As relevant to this appeal, "[j]oint [legal] custody reposes in both parents a shared responsibility for and control of a child's upbringing" (Matter of McFarlane v Sapeg, 225 AD3d 766, 767 [internal quotation marks omitted]). "[It] is encouraged as a voluntary alternative for relatively stable, amicable parents behaving in mature civilized fashion" (Matter of Martinez v Gaddy, 223 AD3d at 818 [internal quotation marks omitted]). "However, joint custody is inappropriate where the parties are antagonistic toward each other, do not communicate at all, and have demonstrated an inability to cooperate on matters concerning the children" (Franklin v Franklin, 199 AD3d 758, 759; see Braiman v Braiman, 44 NY2d 584, 589-590).

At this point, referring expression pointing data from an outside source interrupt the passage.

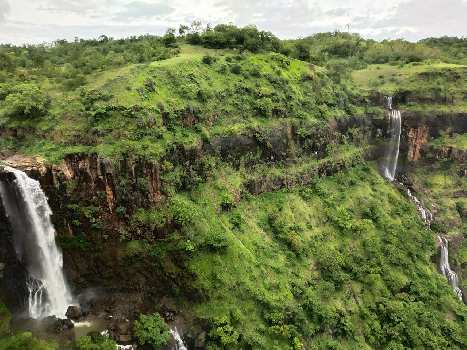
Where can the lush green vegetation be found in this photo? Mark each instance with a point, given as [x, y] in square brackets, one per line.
[152, 330]
[147, 109]
[289, 239]
[325, 265]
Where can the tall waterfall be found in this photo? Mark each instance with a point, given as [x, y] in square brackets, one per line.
[446, 269]
[34, 239]
[392, 151]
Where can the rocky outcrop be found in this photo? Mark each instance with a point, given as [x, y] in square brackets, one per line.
[417, 138]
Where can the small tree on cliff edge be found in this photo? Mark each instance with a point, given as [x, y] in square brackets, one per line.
[152, 330]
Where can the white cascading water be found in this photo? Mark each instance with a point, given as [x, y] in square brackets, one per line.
[392, 151]
[179, 345]
[446, 268]
[34, 238]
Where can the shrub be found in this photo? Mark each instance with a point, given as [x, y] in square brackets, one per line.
[208, 59]
[25, 341]
[236, 69]
[152, 330]
[26, 101]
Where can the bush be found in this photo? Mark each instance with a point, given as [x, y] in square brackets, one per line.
[152, 330]
[25, 341]
[208, 59]
[25, 101]
[236, 69]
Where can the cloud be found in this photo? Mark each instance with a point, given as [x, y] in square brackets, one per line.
[418, 19]
[143, 9]
[4, 10]
[410, 19]
[72, 6]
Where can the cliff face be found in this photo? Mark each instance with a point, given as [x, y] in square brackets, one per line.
[418, 130]
[417, 138]
[95, 200]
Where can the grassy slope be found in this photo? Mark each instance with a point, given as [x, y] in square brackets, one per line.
[439, 185]
[313, 261]
[429, 80]
[232, 94]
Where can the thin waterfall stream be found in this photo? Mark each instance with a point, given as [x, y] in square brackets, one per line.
[29, 213]
[389, 168]
[179, 345]
[392, 151]
[446, 268]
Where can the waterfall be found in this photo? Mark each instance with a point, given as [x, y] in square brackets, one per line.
[34, 238]
[446, 269]
[179, 345]
[392, 151]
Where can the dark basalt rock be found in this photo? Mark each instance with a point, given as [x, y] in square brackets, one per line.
[74, 312]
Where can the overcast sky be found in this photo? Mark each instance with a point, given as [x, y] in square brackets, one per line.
[37, 21]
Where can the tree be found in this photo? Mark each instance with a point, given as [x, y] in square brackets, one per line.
[152, 330]
[169, 39]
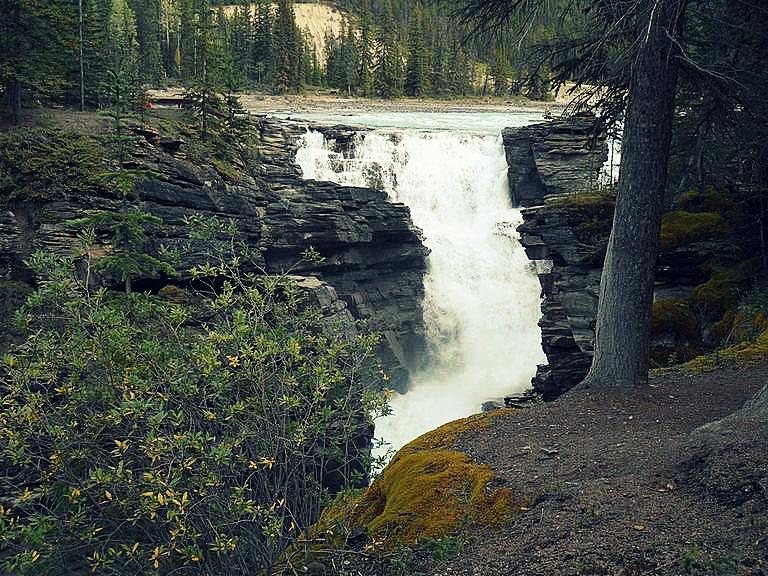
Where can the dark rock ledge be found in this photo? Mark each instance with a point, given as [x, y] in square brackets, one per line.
[374, 258]
[553, 169]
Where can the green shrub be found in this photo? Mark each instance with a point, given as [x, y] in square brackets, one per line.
[143, 435]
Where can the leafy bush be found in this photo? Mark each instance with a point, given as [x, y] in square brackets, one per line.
[150, 435]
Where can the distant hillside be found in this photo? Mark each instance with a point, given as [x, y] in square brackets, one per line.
[320, 19]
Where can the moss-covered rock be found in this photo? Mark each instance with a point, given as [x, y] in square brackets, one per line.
[48, 163]
[720, 293]
[681, 228]
[742, 354]
[671, 316]
[708, 200]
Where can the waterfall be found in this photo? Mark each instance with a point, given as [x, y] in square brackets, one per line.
[482, 300]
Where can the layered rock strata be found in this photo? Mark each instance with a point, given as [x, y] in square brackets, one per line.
[553, 168]
[556, 158]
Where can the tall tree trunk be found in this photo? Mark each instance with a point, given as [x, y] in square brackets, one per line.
[623, 328]
[82, 59]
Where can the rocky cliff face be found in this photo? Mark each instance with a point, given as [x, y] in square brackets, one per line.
[552, 168]
[556, 158]
[374, 259]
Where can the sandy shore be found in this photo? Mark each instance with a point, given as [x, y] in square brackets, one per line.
[338, 104]
[261, 103]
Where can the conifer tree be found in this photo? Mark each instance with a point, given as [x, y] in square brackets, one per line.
[416, 73]
[243, 40]
[365, 71]
[388, 59]
[263, 43]
[286, 57]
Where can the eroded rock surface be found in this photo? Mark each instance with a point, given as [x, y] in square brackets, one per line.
[553, 166]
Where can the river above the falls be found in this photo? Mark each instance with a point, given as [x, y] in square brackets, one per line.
[482, 297]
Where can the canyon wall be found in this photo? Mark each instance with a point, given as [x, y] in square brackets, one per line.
[373, 258]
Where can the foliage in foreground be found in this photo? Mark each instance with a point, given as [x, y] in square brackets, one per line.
[190, 434]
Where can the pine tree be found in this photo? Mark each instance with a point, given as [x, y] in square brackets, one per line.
[416, 73]
[389, 64]
[365, 71]
[38, 40]
[147, 14]
[286, 56]
[243, 40]
[263, 45]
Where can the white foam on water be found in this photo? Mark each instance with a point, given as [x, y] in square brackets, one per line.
[482, 298]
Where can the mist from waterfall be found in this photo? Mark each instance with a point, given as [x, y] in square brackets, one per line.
[482, 300]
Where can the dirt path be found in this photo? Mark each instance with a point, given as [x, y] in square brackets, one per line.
[617, 490]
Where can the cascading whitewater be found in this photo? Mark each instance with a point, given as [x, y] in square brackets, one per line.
[482, 302]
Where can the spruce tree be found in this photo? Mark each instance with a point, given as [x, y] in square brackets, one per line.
[416, 73]
[286, 56]
[365, 71]
[263, 45]
[389, 64]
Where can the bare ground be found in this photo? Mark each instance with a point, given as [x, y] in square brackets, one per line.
[619, 486]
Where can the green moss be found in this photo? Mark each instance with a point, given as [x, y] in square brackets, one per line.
[720, 293]
[43, 164]
[427, 491]
[681, 228]
[675, 317]
[741, 354]
[708, 200]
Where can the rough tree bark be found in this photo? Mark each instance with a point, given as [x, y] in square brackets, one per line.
[623, 327]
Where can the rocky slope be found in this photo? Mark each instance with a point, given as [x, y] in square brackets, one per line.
[552, 168]
[374, 259]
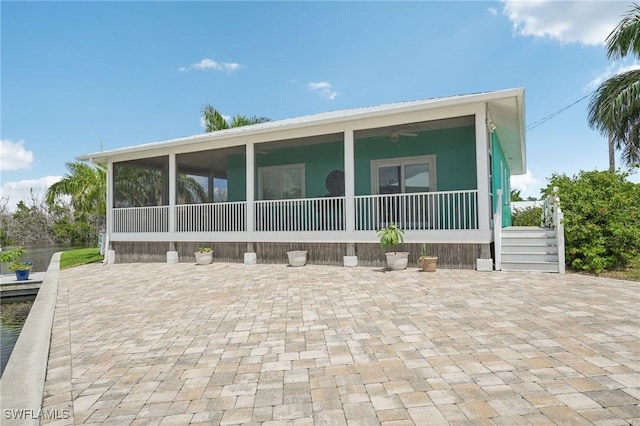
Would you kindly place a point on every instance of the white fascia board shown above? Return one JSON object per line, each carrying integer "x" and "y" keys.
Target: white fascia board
{"x": 313, "y": 124}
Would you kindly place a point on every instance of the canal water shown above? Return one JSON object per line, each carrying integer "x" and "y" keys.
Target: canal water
{"x": 14, "y": 310}
{"x": 13, "y": 314}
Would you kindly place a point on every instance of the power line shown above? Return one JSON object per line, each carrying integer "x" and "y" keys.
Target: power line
{"x": 558, "y": 112}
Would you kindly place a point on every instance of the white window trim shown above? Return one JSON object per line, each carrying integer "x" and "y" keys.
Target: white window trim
{"x": 281, "y": 168}
{"x": 403, "y": 161}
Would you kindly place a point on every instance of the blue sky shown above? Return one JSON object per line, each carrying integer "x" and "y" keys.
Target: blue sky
{"x": 77, "y": 77}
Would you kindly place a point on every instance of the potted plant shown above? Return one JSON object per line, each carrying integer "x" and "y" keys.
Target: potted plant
{"x": 427, "y": 263}
{"x": 391, "y": 237}
{"x": 297, "y": 257}
{"x": 13, "y": 258}
{"x": 204, "y": 256}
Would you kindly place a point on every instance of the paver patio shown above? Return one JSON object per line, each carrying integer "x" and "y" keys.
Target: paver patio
{"x": 247, "y": 344}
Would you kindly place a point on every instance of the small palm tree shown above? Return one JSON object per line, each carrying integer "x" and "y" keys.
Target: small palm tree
{"x": 86, "y": 185}
{"x": 214, "y": 121}
{"x": 614, "y": 109}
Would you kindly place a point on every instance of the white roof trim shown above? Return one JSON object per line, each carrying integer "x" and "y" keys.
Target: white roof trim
{"x": 326, "y": 118}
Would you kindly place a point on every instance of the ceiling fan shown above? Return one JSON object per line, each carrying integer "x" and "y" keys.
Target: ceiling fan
{"x": 395, "y": 134}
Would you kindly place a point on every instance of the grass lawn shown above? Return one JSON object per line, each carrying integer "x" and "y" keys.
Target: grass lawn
{"x": 631, "y": 273}
{"x": 78, "y": 257}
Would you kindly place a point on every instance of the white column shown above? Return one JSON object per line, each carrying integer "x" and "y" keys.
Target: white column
{"x": 482, "y": 167}
{"x": 349, "y": 193}
{"x": 109, "y": 255}
{"x": 250, "y": 153}
{"x": 109, "y": 201}
{"x": 349, "y": 182}
{"x": 172, "y": 192}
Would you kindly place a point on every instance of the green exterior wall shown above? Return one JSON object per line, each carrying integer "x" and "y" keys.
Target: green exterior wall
{"x": 237, "y": 177}
{"x": 501, "y": 179}
{"x": 455, "y": 151}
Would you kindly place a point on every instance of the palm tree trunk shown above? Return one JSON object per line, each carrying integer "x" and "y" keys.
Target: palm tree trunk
{"x": 612, "y": 154}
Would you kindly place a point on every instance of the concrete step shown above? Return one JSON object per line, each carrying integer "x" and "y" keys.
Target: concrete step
{"x": 525, "y": 241}
{"x": 546, "y": 247}
{"x": 530, "y": 266}
{"x": 527, "y": 232}
{"x": 529, "y": 257}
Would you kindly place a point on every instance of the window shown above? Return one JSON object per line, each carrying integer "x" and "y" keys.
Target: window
{"x": 281, "y": 182}
{"x": 404, "y": 175}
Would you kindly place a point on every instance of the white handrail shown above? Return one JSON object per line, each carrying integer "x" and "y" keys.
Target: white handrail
{"x": 418, "y": 211}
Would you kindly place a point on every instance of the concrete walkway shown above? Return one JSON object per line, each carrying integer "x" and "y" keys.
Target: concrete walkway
{"x": 182, "y": 344}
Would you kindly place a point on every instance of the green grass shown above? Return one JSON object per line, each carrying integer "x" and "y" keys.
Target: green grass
{"x": 631, "y": 273}
{"x": 78, "y": 257}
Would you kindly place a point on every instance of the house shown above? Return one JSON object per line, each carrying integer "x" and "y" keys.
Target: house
{"x": 324, "y": 183}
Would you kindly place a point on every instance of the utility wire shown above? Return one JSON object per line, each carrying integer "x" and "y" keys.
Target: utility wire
{"x": 558, "y": 112}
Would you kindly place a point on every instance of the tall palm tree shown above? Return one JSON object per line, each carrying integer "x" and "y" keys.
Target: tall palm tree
{"x": 214, "y": 121}
{"x": 614, "y": 109}
{"x": 86, "y": 185}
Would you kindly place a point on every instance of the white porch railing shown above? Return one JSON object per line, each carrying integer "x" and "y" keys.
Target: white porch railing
{"x": 418, "y": 211}
{"x": 447, "y": 210}
{"x": 141, "y": 219}
{"x": 209, "y": 217}
{"x": 305, "y": 214}
{"x": 552, "y": 217}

Here, contrary to the father's contention, the Family Court's conclusion that joint legal custody was not appropriate under the circumstances has a sound and substantial basis in the record. "Since the record establishes that the nature of the parties' relationship effectively precluded joint decision-making, there is no basis to disturb the court's determination that joint custody was inappropriate" (Matter of Haase v Jones, ___ AD3d at ___, 2024 NY Slip Op 04319, *3; see Matter of Martinez v Gaddy, 223 AD3d at 818). Further, the court's determination that the child's best interests would be served by awarding the mother sole legal custody, without awarding the father decision-making authority as to educational matters, also has a sound and substantial basis in the record (see Matter of Narine v Singh, 229 AD3d 700, 702; Matter of Upia-Parham v Parham, 222 AD3d 988, 989).